Foto: JF Informa
O Ministério Público de Minas Gerais (MPMG) recomendou que a Prefeitura de Juiz de Fora só reabra áreas interditadas pelas chuvas após avaliação técnica rigorosa. A Defesa Civil e o Corpo de Bombeiros devem confirmar que não há riscos antes da liberação.
A recomendação surgiu após notícias divulgadas pela imprensa. Segundo o órgão, moradores estariam sendo incentivados a voltar para áreas evacuadas ou interditadas.

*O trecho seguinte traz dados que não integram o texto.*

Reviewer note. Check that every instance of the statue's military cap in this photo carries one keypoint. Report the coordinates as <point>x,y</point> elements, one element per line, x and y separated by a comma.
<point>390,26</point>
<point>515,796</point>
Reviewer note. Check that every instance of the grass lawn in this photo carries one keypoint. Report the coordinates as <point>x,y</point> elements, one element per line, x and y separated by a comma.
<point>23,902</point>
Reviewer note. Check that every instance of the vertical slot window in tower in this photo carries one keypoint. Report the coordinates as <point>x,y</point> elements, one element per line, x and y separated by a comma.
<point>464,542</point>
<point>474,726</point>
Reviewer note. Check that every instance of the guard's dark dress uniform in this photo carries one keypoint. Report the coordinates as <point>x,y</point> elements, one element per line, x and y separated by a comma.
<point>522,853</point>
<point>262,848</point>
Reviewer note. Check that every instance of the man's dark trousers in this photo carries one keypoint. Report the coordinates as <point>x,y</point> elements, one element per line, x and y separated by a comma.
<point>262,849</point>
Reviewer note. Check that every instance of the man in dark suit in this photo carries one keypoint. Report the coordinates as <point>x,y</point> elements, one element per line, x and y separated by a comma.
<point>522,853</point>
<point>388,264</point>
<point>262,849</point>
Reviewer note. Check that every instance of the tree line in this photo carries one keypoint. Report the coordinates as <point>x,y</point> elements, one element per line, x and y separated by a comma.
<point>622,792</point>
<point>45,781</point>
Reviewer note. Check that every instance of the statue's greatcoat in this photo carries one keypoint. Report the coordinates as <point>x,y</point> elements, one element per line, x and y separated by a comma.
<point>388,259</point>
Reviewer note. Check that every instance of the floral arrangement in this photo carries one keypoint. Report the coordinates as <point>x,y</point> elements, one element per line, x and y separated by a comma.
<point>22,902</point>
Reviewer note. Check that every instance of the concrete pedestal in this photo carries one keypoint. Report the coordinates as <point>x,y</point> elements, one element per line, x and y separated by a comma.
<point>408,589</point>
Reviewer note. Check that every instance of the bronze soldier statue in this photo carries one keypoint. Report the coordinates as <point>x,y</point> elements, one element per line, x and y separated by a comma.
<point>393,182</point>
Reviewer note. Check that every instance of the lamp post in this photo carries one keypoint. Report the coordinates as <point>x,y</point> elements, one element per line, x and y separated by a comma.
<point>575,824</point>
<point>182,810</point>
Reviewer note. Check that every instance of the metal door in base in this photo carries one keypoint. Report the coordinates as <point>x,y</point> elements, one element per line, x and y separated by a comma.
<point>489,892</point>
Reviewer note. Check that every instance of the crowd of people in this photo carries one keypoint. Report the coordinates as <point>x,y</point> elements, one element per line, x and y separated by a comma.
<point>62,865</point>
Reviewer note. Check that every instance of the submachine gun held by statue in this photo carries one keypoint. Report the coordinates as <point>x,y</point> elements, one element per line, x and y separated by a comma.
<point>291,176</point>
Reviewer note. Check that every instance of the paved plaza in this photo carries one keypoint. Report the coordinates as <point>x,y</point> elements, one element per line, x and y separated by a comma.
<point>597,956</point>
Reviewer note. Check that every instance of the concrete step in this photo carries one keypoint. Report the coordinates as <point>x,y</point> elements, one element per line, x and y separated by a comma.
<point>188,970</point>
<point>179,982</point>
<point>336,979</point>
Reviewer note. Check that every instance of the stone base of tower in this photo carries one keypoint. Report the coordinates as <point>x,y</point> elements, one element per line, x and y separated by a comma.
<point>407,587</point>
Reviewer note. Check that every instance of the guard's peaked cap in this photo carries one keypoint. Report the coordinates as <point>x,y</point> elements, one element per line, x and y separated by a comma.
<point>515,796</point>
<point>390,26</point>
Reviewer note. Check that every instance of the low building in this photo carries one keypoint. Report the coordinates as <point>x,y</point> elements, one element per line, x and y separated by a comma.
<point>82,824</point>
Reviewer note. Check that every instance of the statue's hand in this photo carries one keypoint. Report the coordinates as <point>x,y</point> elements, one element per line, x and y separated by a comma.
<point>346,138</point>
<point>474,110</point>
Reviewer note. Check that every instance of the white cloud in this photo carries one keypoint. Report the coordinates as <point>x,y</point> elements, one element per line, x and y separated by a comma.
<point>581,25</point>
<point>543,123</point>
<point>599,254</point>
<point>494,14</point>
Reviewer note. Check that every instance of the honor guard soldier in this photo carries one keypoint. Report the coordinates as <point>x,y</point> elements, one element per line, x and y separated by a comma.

Município deve vistoriar áreas de risco
A Promotoria de Justiça de Defesa do Meio Ambiente, Habitação e Urbanismo destacou as responsabilidades do município. A legislação brasileira exige que as prefeituras vistoriem áreas de risco.
Além disso, o poder público deve adotar medidas preventivas sempre que necessário. Entre elas está a evacuação da população em locais com risco de desastres.
O município também precisa coordenar ações de defesa civil. Outra obrigação envolve manter sistemas de alerta e alarme para situações de emergência.
Mais de 2,9 mil ocorrências registradas
O MPMG informou que a situação de calamidade provocada pelas chuvas gerou mais de 2.936 ocorrências registradas pela Defesa Civil.
Além disso, cerca de 60 vias da cidade precisaram ser evacuadas por causa do risco para moradores.
Chuvas agravaram cenário de vulnerabilidade
As chuvas intensas atingem a região desde 16 de fevereiro. Segundo o Ministério Público, os temporais agravaram um cenário já marcado por vulnerabilidade social.
O órgão também citou o descumprimento de normas urbanísticas e ambientais. Esses fatores contribuíram para a situação atual.
Até o momento, o levantamento aponta 65 mortes e mais de 8.584 pessoas desabrigadas ou desalojadas em Juiz de Fora.
Cerca de 128 mil moradores vivem em áreas de risco
Dados analisados pelo Ministério Público indicam que cerca de 25% da população de Juiz de Fora vive em áreas de risco geológico ou hidrológico. Esse grupo representa aproximadamente 128 mil moradores.
Por causa desse cenário, Juiz de Fora está entre os três municípios mineiros que exigem resposta institucional estruturada e contínua.
“É evidente a vulnerabilidade do município de Juiz de Fora”, afirmou o promotor de Justiça Alex Santiago.